On Christmas, we remember and celebrate that God not only initiated the birth of new life in the world--Jesus' life and new life for us all--but that God surrendered Godself to the process of birth, that risky, intense journey into incarnate life.

Last night, Christmas Eve, Mary went through her own labor, her own being borne, carried through a process that felt like death, a process she could not know until she'd experienced it. This morning she rests, and the Divine baby as well. More unknown things lie ahead, more deaths, more births, until finally in that spot a stone's-throw away from here (the Church of the Holy Sepulcher) her son entered his own final labor, borne along by human sin, facing his own unknown, and bringing to light life for us all.

Jesus' birth at Christmas is a hint of the Gospel promise: what looks like death can bring life.

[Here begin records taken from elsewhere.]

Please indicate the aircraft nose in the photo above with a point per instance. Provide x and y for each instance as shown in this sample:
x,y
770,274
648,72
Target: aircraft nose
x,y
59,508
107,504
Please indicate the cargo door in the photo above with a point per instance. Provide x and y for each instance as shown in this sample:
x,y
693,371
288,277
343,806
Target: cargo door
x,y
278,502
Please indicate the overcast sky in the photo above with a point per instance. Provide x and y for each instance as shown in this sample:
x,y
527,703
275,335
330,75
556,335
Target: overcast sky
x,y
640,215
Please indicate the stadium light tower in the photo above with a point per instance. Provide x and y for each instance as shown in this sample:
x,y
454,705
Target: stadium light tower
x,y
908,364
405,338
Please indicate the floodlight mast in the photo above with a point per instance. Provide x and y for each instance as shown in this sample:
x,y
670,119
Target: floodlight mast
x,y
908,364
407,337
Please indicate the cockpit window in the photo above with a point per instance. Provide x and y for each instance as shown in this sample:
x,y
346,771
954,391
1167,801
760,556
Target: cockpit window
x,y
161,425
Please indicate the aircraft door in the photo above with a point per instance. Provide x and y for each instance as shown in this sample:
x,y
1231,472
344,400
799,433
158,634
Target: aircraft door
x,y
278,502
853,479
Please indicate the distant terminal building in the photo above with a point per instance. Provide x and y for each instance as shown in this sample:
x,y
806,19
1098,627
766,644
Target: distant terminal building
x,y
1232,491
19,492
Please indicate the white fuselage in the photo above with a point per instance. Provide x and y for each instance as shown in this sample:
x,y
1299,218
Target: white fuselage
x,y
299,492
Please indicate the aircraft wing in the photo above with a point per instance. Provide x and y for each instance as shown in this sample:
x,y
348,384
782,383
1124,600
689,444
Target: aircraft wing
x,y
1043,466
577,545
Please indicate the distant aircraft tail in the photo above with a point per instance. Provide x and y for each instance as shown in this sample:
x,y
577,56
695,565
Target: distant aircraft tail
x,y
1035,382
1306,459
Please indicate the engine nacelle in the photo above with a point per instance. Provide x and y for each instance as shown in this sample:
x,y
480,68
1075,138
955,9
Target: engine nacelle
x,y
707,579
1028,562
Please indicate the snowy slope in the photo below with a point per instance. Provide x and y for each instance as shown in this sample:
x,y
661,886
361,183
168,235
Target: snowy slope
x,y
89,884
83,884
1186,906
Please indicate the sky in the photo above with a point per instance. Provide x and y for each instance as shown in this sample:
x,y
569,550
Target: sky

St. Paul, in his letter to the Romans, reminds us that "the whole creation has been groaning in labor pains until now," and all around and within us we experience things that may look like death, that may look like the end, that are overwhelming and painful, and we maybe tempted to despair. But just as a birthing mother should not labor alone, we do not struggle alone. We tell the Christmas story every year, not just because babies are, mostly, wonderful, but because we need company in the process. We need to be reminded that Mary survived the birth, to sit side by side with others who struggle with us to bring God's love to light, to be know that, for 2,000 years, others--what we call the Communion of Saints--have labored and been faithful.

Christmas Eve is, of course, followed by Christmas morning. Mary's birthing labor has ended, but God's work of the world's redemption has just begun.